Questions will be asked about where the system models were taken from, how they moved from place to place and how they were modified, to what extent they were native, and to what extent they were the adaptation of foreign solutions. The internal complexity of the Jewish self-government will be examined (commune authorities, rabbinate, brotherhoods and associations, collegial bodies), how its individual elements interacted and how durable they were. We will also be interested in the methods of exercising power: the main lines of legislation, mechanisms protecting against abuses, the control system, applied penalties, as well as the extent to which the system was democratic and oligarchic. We will also consider how the Jewish self-government changed in the period when a large part of its competences were taken over by municipal and state authorities, as well as in the face of various social phenomena (secularization, division into various religious trends, assimilation, anti-Semitism) and economic (urbanization, industrialization) .
The proposed approach is innovative, mainly due to its geographical and chronological scope. The project assumes – which is also a new approach – to place research on Jewish self-government in the broader context of political and social changes in Europe and internal changes of the Jewish community. In this context, the study of Jewish self-government touches upon a much broader problem of the autonomy of minority groups in a modern state and society.
The topic itself has never been studied to the extent that was proposed. Although the issues related to the functioning of the Jewish self-government are of key importance to the history of Jews, including Polish Jews, there are no chronological analyzes, presenting the dynamics and directions of changes, and the relationship between Jewish and non-Jewish self-government.
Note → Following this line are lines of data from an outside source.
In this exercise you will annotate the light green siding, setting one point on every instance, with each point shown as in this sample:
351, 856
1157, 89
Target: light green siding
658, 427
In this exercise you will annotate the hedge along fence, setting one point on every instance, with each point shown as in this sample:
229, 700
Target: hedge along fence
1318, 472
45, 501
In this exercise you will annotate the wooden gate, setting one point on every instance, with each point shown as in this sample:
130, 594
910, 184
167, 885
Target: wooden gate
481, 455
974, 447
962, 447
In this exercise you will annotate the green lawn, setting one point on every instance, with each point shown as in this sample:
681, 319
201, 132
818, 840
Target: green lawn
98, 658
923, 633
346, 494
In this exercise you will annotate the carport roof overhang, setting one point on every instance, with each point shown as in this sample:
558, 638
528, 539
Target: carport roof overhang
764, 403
The research will be in the area of social history, institutional history and political history. The research will be conducted by a team of five specialists in the archives and libraries of Poland, Israel, Russia, Austria, Germany, Lithuania, Ukraine and the United States. Various methods of historical, legal and social analysis will be used, including a comparative method, both vertically (comparing the structures and functioning of Jewish self-government institutions in different epochs) and horizontally (comparing Jewish and non-Jewish structures). The results of the project will significantly contribute to the development of research on the history of Polish Jews, also in the broader context of the European diaspora, as well as research in the area of social history and the history of administrative culture in Central and Eastern Europe from the Middle Ages to the 20th century.